Who are you? What do you do? Where are you from?
My name is Guillermo Vasquez, and I’m a natural researcher, a technology enthusiast, and an amateur photographer. I’m also a Linux professional and a cyber-security expert with specializations that include ethical hacking and technology forensics investigation. I was born to a loving family of farmers in the heart of Chihuahua, Mexico. I consider Linux to be my first language.
How did you become interested in Linux and technology?
I’ve possessed a passion for both electricity and technology ever since I can remember. My parents always nurtured my curiosity by allowing me to disassemble almost any electrical or electronic device at home, sometimes with the assured impossibility of putting it back together. When I was a teenager, I had the need for a reliable and free operating system to provide my rural community with Internet connectivity—when my mother presented me with a gift of four CD-ROMs which introduced me to Slackware Linux.
What is your job at SMU?
My job is to enable faculty and students with technology. As the Academic Technology Services team’s Linux & Research Technology Specialist, I provide and develop technological tools and practices that help researchers, faculty, and students achieve desired goals whatever they might be.
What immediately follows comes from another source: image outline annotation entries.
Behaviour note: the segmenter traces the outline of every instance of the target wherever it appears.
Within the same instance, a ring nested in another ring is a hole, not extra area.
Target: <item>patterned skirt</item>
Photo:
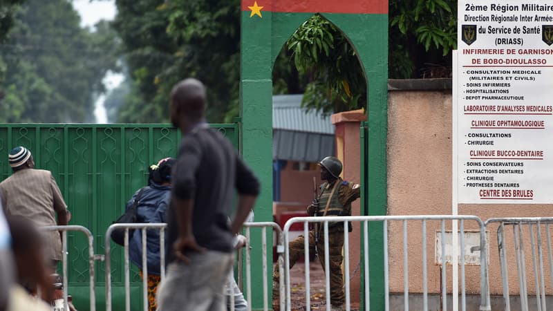
[[[140,279],[144,281],[144,274],[140,270]],[[158,285],[161,281],[161,276],[156,274],[148,274],[148,310],[156,311],[158,309],[158,301],[156,301],[156,293],[158,292]]]

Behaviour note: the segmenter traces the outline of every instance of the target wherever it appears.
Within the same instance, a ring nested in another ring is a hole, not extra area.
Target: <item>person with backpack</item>
[[[136,209],[136,223],[166,223],[165,211],[171,200],[171,171],[175,159],[166,158],[162,159],[156,165],[149,168],[149,185],[139,189],[129,200],[126,209],[130,209],[138,200]],[[142,274],[142,230],[137,229],[129,237],[129,255],[131,262],[140,269],[140,276],[143,281],[148,283],[149,310],[157,310],[156,294],[161,280],[161,265],[160,258],[160,230],[147,230],[147,258],[148,275],[144,280]]]

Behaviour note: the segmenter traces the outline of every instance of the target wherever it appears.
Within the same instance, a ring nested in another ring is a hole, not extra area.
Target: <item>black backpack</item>
[[[138,207],[138,201],[140,200],[140,197],[142,195],[142,192],[144,191],[145,187],[140,189],[138,191],[138,194],[134,198],[134,201],[133,201],[133,206],[131,207],[129,209],[125,211],[125,212],[121,215],[113,223],[136,223],[136,211]],[[133,236],[133,234],[134,233],[134,229],[129,229],[129,238]],[[117,244],[119,244],[121,246],[124,245],[125,243],[125,229],[115,229],[115,230],[111,232],[111,240],[113,241]]]

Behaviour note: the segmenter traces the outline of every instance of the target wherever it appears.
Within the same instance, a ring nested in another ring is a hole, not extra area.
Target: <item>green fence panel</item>
[[[237,124],[210,124],[238,149]],[[180,132],[169,124],[0,124],[0,180],[12,173],[8,154],[24,146],[36,168],[52,171],[71,211],[72,225],[94,235],[95,254],[104,254],[107,227],[120,216],[133,194],[147,185],[148,167],[176,156]],[[113,245],[113,310],[123,310],[124,265],[122,247]],[[88,310],[88,243],[84,235],[68,233],[69,294],[79,310]],[[131,272],[131,310],[142,310],[142,283]],[[96,263],[97,310],[105,306],[105,270]]]

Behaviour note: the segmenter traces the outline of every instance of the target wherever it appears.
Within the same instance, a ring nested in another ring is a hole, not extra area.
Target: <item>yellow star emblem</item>
[[[259,6],[257,5],[257,1],[254,1],[254,6],[248,6],[252,12],[250,14],[250,17],[253,17],[254,15],[257,15],[259,17],[263,18],[261,16],[261,9],[263,8],[263,6]]]

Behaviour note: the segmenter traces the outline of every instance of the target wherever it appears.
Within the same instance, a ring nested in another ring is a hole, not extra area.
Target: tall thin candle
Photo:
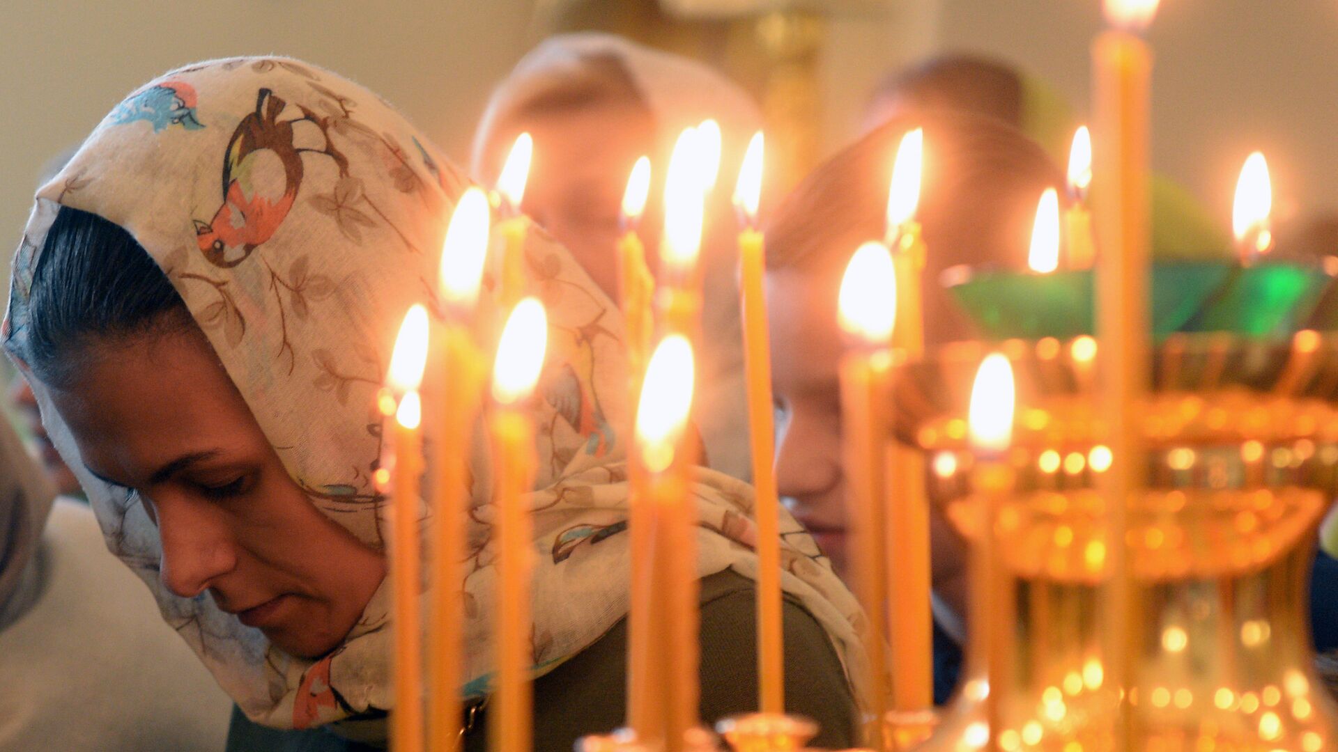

Projects I’ve worked on this year ranged from cyber-security, automation in electronics—to hosting and virtualization technologies, typically from Linux and open-source perspectives.
How can your expertise help faculty?
From years of working as a technology professor, I’ve been able to develop an ability to take complex systems and ideas and translate them in understandable ways to a variety of academic audiences. Faculty (especially those whose curriculum can benefit from the use of Linux) can often unload the burden of Linux-technology remediation and troubleshooting efforts onto me. I can assist with designing and implementing highly customizable Linux training sessions specifically targeted to the technology used by various courses – allowing faculty members to focus on class materials, while I help work with Linux.
How can your expertise help students?
Often our research students crave not just technical help, but building relationships within the campus community. I’ve really enjoyed keeping my door open for student researchers and am excited to work directly with each on a case by case basis to explore technologies they need.
What are some recent examples of project you’ve worked on? What “home runs” have you hit in your first year at SMU?
One of the more exciting projects with which I’ve assisted has been working in Dedman College’s Physics Department with Dr. Thomas Coan. I’ve been able to help build an event display array for the NOvA’s remote operation here at SMU from the ground up. We have also successfully ported the Muon decay detector software to Linux and then onto a Raspberry Pi, enabling students to utilize the Muon decay detector from their personal mobile devices.
In the Lyle School, I’m currently working with Dr. Sengor and her mechanical engineering team to construct inexpensive precision gas counters to automate the process of gas collection and measurement from several samples simultaneously. If this project is successful, I hope to allow Lyle and SMU to save around $60,000 per unit on equipment currently utilized commercially.
What are some of the challenges you are facing in research technology at SMU?
Perhaps the greatest challenge I face is one of communication. Communicating clearly to faculty who have Linux needs is the first challenge—I want everyone to know that I’m here and that I’m here to help both faculty and students with Linux.
Communicating research technology priorities within IT can be challenging as well, since research technology requests are usually “non-standard” and aren’t very predictable or repeatable. Researchers need access to technology tools and personnel that are flexible, unpredictable and which do not fit into regular categories and which often cannot be solved by traditional workflows.
On the other hand, IT resources can be more successful if faculty can communicate research goals and needs more succinctly. Part of my challenge is serving as a translator to bridge research technology needs with IT capabilities.
What next for SMU research technology support for you—what goals do you have to improve services in the year ahead?
In the year ahead, I’ll keep evangelizing how I can help advance Linux-based services to faculty and students. There’s so much more that faculty and students could be doing with Linux and as I work to build relationships with SMU’s Linux community, I hope to advance research capabilities that depend upon Linux. I also expect to enable more “new” technologies at SMU like Arduino controllers, Raspberry Pi, 3D printing, etc. so that I can always bring ideas for “what is out there” to SMU’s researchers. Above all, I want SMU’s researchers to know that I’m here to build partnerships to help them do more than ever before.